# Why are neural networks easily fooled?

I've read some papers about manually contriving images to "fool" a neural network (see below).

Is this because that the networks only model the conditional probability $p(y|x)$?
If a network can model the joint probability $p(y,x)$, will such cases still occur?

My guess is such artificially generated images are different from the training data, so they are of low probability $p(x)$. Hence $p(y,x)$ should be low even if $p(y|x)$ can be high for such images.

Update

I've tried some generative models, it turned out not being helpful, so I guess probably this is a consequence of MLE?

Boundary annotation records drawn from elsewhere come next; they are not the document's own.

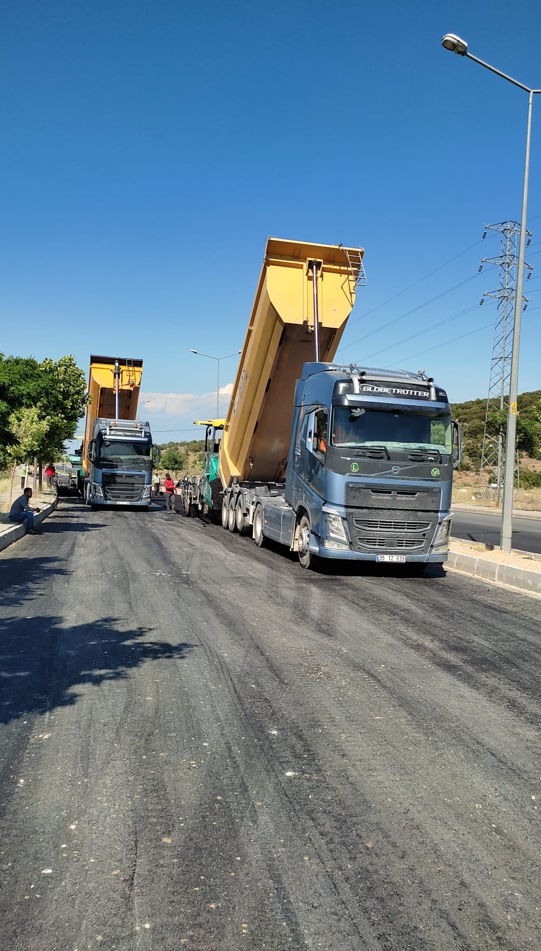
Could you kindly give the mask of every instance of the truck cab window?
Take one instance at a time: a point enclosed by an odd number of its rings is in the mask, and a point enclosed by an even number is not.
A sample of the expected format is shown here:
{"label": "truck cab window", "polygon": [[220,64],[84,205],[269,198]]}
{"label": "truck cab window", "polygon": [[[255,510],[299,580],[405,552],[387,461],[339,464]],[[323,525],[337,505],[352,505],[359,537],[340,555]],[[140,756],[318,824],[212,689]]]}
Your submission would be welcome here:
{"label": "truck cab window", "polygon": [[328,412],[318,410],[314,421],[314,453],[325,456],[328,439]]}

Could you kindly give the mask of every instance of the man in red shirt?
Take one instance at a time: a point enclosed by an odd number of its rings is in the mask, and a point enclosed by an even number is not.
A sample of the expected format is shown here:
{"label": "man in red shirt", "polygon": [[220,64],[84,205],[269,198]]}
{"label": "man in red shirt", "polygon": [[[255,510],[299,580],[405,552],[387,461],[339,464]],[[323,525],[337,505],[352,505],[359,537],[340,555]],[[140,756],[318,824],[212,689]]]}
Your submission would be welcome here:
{"label": "man in red shirt", "polygon": [[165,489],[165,508],[168,512],[173,512],[175,501],[173,497],[175,495],[175,482],[171,478],[169,473],[166,473],[163,480],[163,488]]}

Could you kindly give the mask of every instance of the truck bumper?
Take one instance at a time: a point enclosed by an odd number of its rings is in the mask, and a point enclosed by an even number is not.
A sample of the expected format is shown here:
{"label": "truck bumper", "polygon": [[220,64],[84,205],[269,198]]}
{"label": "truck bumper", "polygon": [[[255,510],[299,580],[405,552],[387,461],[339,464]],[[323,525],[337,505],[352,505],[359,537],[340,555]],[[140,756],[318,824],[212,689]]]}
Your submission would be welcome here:
{"label": "truck bumper", "polygon": [[[368,552],[353,552],[351,549],[331,549],[326,548],[325,545],[317,538],[316,535],[310,535],[309,550],[312,554],[317,554],[320,558],[330,558],[334,561],[373,561],[377,560],[377,553],[373,554]],[[444,552],[437,553],[426,553],[425,554],[405,554],[405,564],[425,564],[425,565],[442,565],[447,561],[449,552],[446,550]],[[378,562],[378,564],[404,564],[404,562]]]}
{"label": "truck bumper", "polygon": [[142,498],[134,501],[121,502],[113,501],[110,498],[101,498],[98,495],[90,495],[92,505],[100,506],[103,509],[146,509],[150,505],[150,498]]}

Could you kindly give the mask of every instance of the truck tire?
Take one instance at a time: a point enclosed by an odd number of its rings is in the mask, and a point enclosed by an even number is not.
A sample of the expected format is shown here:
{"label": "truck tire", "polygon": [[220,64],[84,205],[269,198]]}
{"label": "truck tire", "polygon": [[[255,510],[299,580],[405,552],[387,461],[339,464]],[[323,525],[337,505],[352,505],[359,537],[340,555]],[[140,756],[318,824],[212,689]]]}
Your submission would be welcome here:
{"label": "truck tire", "polygon": [[229,518],[228,505],[227,505],[227,495],[222,498],[222,529],[227,529],[227,523]]}
{"label": "truck tire", "polygon": [[231,500],[231,502],[229,504],[229,508],[227,510],[227,527],[230,530],[230,532],[236,532],[237,531],[237,528],[236,528],[236,515],[235,515],[235,511],[234,511],[234,502],[233,502],[233,498],[232,498],[232,500]]}
{"label": "truck tire", "polygon": [[257,548],[263,548],[265,545],[265,535],[263,534],[263,507],[261,505],[256,505],[255,512],[253,513],[253,541],[257,545]]}
{"label": "truck tire", "polygon": [[244,512],[242,511],[242,498],[239,495],[234,510],[234,520],[236,523],[236,531],[239,534],[242,534],[246,528],[246,518],[244,517]]}
{"label": "truck tire", "polygon": [[313,555],[308,548],[310,540],[310,521],[308,515],[303,515],[299,522],[299,561],[303,568],[313,568],[317,555]]}

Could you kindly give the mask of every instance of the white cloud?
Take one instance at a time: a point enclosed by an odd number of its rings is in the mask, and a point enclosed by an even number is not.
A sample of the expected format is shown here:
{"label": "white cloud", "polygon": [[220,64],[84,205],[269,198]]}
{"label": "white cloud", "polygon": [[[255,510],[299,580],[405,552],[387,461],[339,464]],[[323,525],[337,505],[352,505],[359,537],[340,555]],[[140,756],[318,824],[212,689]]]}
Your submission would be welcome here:
{"label": "white cloud", "polygon": [[[224,413],[226,407],[225,398],[231,397],[233,383],[220,386],[220,412]],[[216,398],[216,391],[214,393],[141,393],[139,400],[140,413],[147,413],[149,416],[183,416],[187,413],[194,413],[199,407],[212,406]],[[145,401],[147,405],[144,406]],[[144,409],[143,409],[144,407]],[[207,410],[208,412],[208,410]]]}

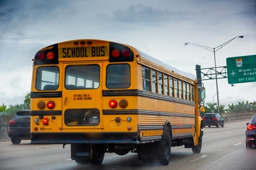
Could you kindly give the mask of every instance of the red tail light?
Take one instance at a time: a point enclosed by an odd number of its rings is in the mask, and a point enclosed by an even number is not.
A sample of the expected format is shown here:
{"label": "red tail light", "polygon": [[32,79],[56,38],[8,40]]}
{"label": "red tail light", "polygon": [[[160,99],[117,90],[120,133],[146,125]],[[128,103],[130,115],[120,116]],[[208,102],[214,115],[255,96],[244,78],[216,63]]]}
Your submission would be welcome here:
{"label": "red tail light", "polygon": [[39,52],[38,55],[38,59],[39,60],[43,60],[46,58],[46,54],[43,52]]}
{"label": "red tail light", "polygon": [[120,56],[120,52],[118,50],[114,50],[111,55],[114,58],[117,58]]}
{"label": "red tail light", "polygon": [[124,49],[124,50],[122,51],[122,56],[127,58],[129,57],[129,51],[127,49]]}
{"label": "red tail light", "polygon": [[47,103],[47,107],[50,109],[53,109],[55,107],[55,103],[53,101],[48,101]]}
{"label": "red tail light", "polygon": [[46,55],[46,57],[49,60],[52,60],[54,59],[54,52],[48,52]]}
{"label": "red tail light", "polygon": [[256,125],[249,125],[247,126],[247,129],[248,129],[248,130],[256,129]]}
{"label": "red tail light", "polygon": [[43,119],[43,124],[47,125],[48,124],[48,118]]}
{"label": "red tail light", "polygon": [[117,106],[117,101],[116,100],[111,100],[109,104],[110,108],[114,108]]}

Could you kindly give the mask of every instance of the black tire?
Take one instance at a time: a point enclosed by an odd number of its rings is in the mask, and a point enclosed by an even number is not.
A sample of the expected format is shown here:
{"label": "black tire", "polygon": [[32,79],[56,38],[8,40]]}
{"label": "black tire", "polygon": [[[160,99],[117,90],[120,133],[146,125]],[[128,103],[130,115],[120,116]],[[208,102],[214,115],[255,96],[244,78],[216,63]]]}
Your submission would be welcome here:
{"label": "black tire", "polygon": [[94,145],[92,147],[92,157],[90,160],[90,164],[101,164],[105,157],[105,150],[100,146]]}
{"label": "black tire", "polygon": [[248,142],[245,142],[245,146],[246,149],[251,149],[252,147],[252,144]]}
{"label": "black tire", "polygon": [[163,165],[168,165],[171,159],[171,137],[168,128],[164,130],[163,140],[161,143],[159,161]]}
{"label": "black tire", "polygon": [[203,132],[200,130],[200,137],[198,137],[198,145],[192,147],[192,151],[194,154],[199,154],[202,149]]}
{"label": "black tire", "polygon": [[89,160],[75,160],[78,164],[89,164]]}
{"label": "black tire", "polygon": [[11,141],[14,144],[18,144],[21,142],[21,139],[18,139],[16,137],[11,137]]}
{"label": "black tire", "polygon": [[219,128],[219,127],[220,127],[220,123],[217,123],[217,125],[216,125],[216,128]]}

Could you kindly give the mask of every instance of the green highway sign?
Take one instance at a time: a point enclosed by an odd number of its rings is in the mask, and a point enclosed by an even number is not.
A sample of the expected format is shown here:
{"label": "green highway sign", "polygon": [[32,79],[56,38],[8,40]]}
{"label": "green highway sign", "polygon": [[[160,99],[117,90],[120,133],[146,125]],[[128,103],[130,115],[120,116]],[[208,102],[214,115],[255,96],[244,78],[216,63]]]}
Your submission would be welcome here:
{"label": "green highway sign", "polygon": [[256,81],[256,55],[227,58],[228,84]]}

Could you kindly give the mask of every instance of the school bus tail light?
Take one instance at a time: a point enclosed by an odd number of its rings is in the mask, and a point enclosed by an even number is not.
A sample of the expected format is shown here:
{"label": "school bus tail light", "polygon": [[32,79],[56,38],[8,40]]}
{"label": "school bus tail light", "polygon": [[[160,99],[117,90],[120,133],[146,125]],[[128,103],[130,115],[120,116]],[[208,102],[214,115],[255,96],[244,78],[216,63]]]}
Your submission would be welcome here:
{"label": "school bus tail light", "polygon": [[111,55],[114,58],[117,58],[120,56],[120,52],[118,50],[114,50]]}
{"label": "school bus tail light", "polygon": [[48,121],[49,120],[48,118],[43,118],[43,124],[45,125],[48,125]]}
{"label": "school bus tail light", "polygon": [[34,65],[58,64],[58,44],[55,44],[39,50],[34,60]]}
{"label": "school bus tail light", "polygon": [[44,52],[39,52],[37,55],[37,58],[39,60],[43,60],[46,58],[46,54]]}
{"label": "school bus tail light", "polygon": [[110,101],[109,105],[110,108],[114,108],[117,106],[117,101],[116,100]]}
{"label": "school bus tail light", "polygon": [[132,62],[134,53],[132,50],[124,45],[110,42],[110,62]]}
{"label": "school bus tail light", "polygon": [[129,56],[129,51],[127,49],[124,49],[122,51],[122,56],[127,58]]}
{"label": "school bus tail light", "polygon": [[46,57],[48,60],[53,60],[54,59],[54,52],[47,52]]}
{"label": "school bus tail light", "polygon": [[55,103],[52,101],[47,103],[47,107],[50,109],[53,109],[55,107]]}
{"label": "school bus tail light", "polygon": [[247,129],[248,129],[248,130],[256,129],[256,125],[249,125],[247,126]]}
{"label": "school bus tail light", "polygon": [[38,101],[38,108],[40,109],[44,109],[46,108],[46,103],[44,101]]}
{"label": "school bus tail light", "polygon": [[128,106],[128,102],[126,100],[121,100],[119,105],[120,108],[125,108]]}

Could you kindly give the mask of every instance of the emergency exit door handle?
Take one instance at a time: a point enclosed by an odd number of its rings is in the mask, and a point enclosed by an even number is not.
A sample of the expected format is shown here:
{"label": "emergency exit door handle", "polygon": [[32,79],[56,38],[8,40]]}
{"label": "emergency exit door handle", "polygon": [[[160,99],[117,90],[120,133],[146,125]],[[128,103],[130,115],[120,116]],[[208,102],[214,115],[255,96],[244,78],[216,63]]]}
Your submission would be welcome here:
{"label": "emergency exit door handle", "polygon": [[67,97],[65,98],[65,100],[64,100],[64,105],[65,105],[65,103],[67,101]]}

I mean in the case that KL divergence is used as the loss function, the value of $p_{\theta}(x)$ where $p_{data}(x)$ is small doesn't affect the loss. So for a contrived image that doesn't match $p_{data}$, the value of $p_{\theta}$ can be arbitrary.

Update

I found a blog by Andrej Karpathy that shows

These results are not specific to images, ConvNets, and they are also not a “flaw” in Deep Learning.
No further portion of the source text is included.